Connect with us

Technologie et sciences

La Grande Ourse et la légende du voyageur déné — comment les enseignements autochtones peuvent changer la vision du ciel nocturne

Published

on

En regardant le ciel nocturne, il est facile de reconnaître la Grande Ourse, mais certaines personnes ne connaissent peut-être pas la légende dénée qui voit ces mêmes étoiles d’une manière différente.

L’idée de marier ces deux perspectives peut fournir une lentille pour nous aider à voir les étoiles d’une nouvelle façon et rendre la science plus inclusive, déclare l’astronome Mi’kmaw Hilding Neilson.

« Les peuples autochtones ont des siècles et des millénaires de connaissances et de méthodologies que nous n’avons tout simplement pas utilisées », a déclaré Neilson, professeur adjoint à l’Université de Toronto. Tapisserie hôte Mary Hynes.

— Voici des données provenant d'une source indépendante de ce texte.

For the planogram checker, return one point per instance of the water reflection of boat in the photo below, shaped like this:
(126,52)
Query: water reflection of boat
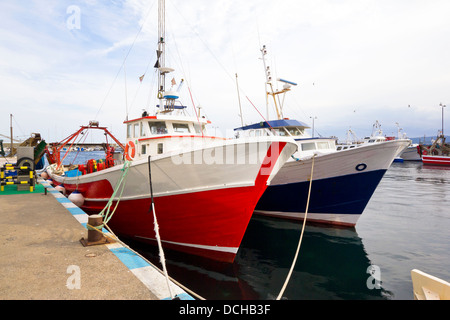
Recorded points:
(332,265)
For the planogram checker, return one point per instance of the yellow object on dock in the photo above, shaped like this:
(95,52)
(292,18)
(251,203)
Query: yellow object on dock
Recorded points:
(428,287)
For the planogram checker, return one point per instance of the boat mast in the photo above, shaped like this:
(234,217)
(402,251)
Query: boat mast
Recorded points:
(286,87)
(160,63)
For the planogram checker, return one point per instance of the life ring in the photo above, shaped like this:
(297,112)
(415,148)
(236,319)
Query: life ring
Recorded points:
(130,151)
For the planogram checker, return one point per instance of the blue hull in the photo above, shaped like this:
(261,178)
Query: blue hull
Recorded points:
(347,195)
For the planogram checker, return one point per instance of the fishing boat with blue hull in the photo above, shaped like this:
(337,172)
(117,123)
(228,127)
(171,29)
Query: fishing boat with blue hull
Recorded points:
(342,181)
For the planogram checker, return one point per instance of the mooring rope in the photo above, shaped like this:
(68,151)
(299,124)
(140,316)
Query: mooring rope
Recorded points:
(106,212)
(108,215)
(301,235)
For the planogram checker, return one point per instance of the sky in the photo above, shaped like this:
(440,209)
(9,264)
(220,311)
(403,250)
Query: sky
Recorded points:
(64,63)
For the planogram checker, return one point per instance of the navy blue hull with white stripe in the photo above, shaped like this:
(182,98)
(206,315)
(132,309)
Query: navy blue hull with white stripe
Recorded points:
(333,197)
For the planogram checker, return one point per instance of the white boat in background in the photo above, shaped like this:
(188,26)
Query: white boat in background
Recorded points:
(428,287)
(204,188)
(438,153)
(343,181)
(409,153)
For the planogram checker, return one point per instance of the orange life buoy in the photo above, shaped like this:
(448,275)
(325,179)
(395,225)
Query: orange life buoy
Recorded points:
(130,151)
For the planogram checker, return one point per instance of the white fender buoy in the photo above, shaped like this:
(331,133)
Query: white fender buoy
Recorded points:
(61,189)
(77,198)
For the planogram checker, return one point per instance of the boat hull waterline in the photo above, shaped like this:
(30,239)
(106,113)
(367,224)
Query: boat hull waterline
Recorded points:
(202,207)
(343,183)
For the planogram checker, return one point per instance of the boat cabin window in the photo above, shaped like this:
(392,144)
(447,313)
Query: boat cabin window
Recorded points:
(323,145)
(157,127)
(198,128)
(294,131)
(279,132)
(308,146)
(181,127)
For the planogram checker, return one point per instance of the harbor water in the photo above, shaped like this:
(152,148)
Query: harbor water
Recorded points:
(405,226)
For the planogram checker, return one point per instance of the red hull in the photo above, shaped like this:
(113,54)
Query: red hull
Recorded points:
(209,223)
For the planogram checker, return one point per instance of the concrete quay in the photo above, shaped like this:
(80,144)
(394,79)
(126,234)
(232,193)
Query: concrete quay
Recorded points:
(42,258)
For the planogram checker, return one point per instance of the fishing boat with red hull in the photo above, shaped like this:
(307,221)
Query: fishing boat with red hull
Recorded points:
(202,188)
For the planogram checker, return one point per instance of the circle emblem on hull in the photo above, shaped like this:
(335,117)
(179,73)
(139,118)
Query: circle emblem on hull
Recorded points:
(361,167)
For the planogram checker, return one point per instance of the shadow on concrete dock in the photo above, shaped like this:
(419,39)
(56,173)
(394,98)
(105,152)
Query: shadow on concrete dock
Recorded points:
(42,257)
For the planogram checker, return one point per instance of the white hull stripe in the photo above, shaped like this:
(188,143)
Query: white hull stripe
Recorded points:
(198,246)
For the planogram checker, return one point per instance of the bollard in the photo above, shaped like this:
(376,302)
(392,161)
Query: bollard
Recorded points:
(94,237)
(95,221)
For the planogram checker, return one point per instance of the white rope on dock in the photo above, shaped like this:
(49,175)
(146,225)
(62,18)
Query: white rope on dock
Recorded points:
(301,235)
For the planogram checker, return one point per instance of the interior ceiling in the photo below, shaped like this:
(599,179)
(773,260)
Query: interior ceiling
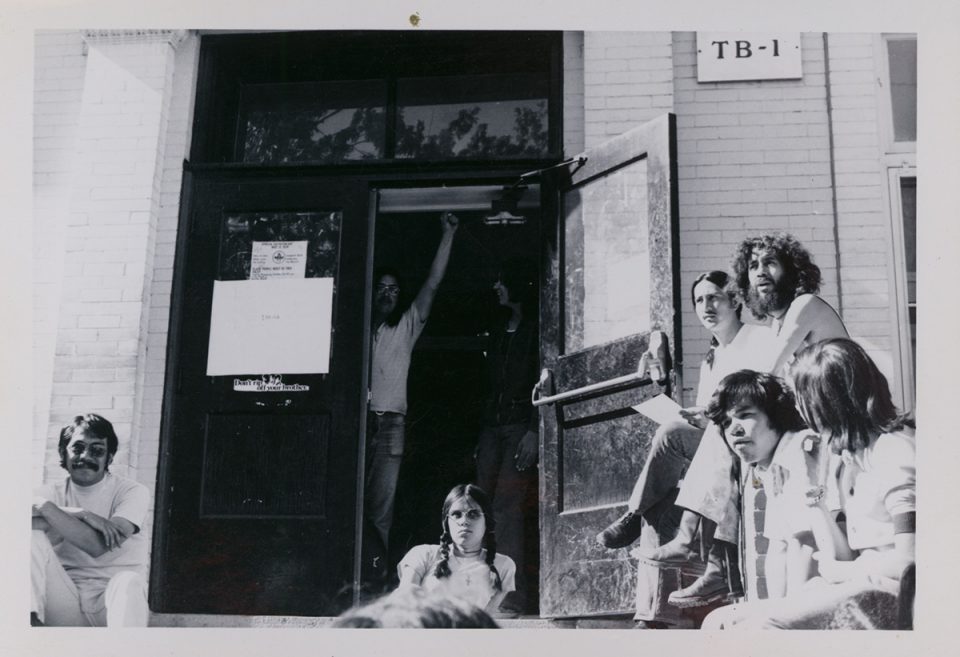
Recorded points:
(429,199)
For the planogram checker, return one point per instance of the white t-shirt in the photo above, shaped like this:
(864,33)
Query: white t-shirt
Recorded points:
(470,577)
(112,497)
(750,349)
(785,483)
(877,485)
(392,348)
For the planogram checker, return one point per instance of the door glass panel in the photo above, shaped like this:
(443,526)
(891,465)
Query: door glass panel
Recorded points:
(607,259)
(321,231)
(472,116)
(902,56)
(313,122)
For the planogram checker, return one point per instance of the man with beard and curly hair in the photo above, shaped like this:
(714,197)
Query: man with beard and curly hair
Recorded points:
(778,282)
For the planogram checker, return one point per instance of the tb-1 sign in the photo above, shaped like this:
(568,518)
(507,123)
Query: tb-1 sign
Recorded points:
(726,56)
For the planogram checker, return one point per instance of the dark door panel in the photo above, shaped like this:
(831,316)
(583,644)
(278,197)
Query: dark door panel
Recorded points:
(257,489)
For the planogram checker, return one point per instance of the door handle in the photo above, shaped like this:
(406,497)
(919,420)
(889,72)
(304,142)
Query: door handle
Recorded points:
(653,366)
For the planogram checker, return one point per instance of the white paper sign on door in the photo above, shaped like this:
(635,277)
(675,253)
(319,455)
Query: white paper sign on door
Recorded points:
(274,326)
(278,260)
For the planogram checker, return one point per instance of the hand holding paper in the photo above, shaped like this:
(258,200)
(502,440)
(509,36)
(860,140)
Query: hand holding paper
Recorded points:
(661,409)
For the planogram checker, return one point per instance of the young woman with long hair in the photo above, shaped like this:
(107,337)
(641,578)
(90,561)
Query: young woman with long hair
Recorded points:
(465,564)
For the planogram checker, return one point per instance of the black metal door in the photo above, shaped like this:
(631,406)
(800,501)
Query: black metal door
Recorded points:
(257,491)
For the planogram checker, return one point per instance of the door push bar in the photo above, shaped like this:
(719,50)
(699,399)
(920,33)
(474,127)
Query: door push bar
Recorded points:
(652,367)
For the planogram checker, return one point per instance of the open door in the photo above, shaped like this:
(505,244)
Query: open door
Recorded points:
(612,279)
(257,486)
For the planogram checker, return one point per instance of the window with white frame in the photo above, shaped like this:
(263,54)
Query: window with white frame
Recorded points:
(898,55)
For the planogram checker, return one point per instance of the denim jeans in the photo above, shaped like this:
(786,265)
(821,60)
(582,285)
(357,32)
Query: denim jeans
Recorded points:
(513,494)
(385,434)
(673,447)
(710,487)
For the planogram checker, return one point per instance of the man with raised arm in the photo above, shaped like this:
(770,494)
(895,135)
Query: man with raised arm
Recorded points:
(395,332)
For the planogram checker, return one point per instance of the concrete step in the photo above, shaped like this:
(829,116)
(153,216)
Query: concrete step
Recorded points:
(306,622)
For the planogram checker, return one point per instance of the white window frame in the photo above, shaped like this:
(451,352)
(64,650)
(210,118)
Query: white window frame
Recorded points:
(890,146)
(903,361)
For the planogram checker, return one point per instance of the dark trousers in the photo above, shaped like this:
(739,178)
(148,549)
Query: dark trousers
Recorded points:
(514,497)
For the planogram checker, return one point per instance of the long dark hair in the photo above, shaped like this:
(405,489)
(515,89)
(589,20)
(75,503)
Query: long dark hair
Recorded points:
(474,494)
(766,392)
(841,390)
(800,274)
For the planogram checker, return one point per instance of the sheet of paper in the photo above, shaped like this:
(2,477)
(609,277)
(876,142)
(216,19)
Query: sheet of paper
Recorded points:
(661,409)
(273,326)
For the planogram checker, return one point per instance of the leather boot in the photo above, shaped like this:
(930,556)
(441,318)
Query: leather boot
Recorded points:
(684,546)
(710,587)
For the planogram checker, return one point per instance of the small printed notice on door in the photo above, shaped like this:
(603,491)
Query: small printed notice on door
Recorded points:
(278,326)
(278,260)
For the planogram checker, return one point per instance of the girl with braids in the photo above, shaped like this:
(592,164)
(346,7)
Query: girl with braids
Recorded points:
(465,564)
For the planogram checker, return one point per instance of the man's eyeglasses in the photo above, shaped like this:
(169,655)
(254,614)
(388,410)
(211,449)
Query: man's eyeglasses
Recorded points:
(95,451)
(472,514)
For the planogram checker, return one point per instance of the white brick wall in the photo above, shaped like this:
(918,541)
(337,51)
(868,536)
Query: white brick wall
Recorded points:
(627,80)
(110,145)
(864,228)
(753,158)
(59,66)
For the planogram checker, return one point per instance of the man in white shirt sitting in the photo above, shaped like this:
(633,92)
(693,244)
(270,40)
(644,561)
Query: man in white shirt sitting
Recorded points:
(88,554)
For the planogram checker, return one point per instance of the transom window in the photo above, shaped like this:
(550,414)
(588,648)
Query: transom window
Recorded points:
(333,97)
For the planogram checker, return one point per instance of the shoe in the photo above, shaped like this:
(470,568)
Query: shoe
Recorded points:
(675,551)
(624,531)
(650,625)
(709,588)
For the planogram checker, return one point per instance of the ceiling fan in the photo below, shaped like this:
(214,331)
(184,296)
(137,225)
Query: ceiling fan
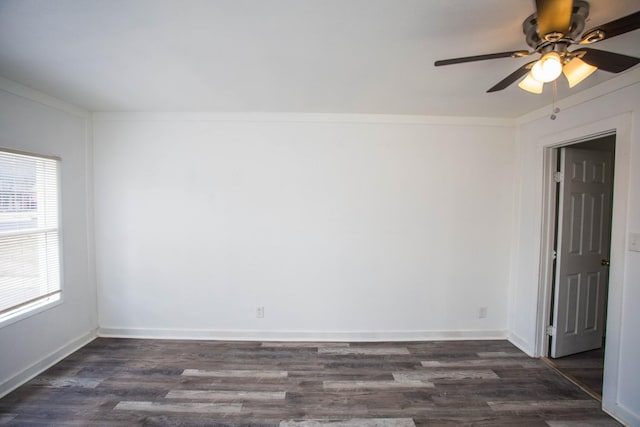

« Alors peut-être que nous pouvons également créer une science plus accueillante pour, disons, les Autochtones et les autres personnes de couleur, ou créer une science qui fonctionne bien avec d’autres méthodologies. »

ÉCOUTEZ | Une perspective autochtone rafraîchissante sur l’astronomie :

Tapisserie25:06L’astronome indigène Hilding Neilson dit qu’une nouvelle perspective peut aider à « mieux faire la science »

Une légende dénée

Fred Sangris a appris de son père et de son grand-père comment naviguer et marquer les jours avec rien de plus que les étoiles et la lune pour le guider.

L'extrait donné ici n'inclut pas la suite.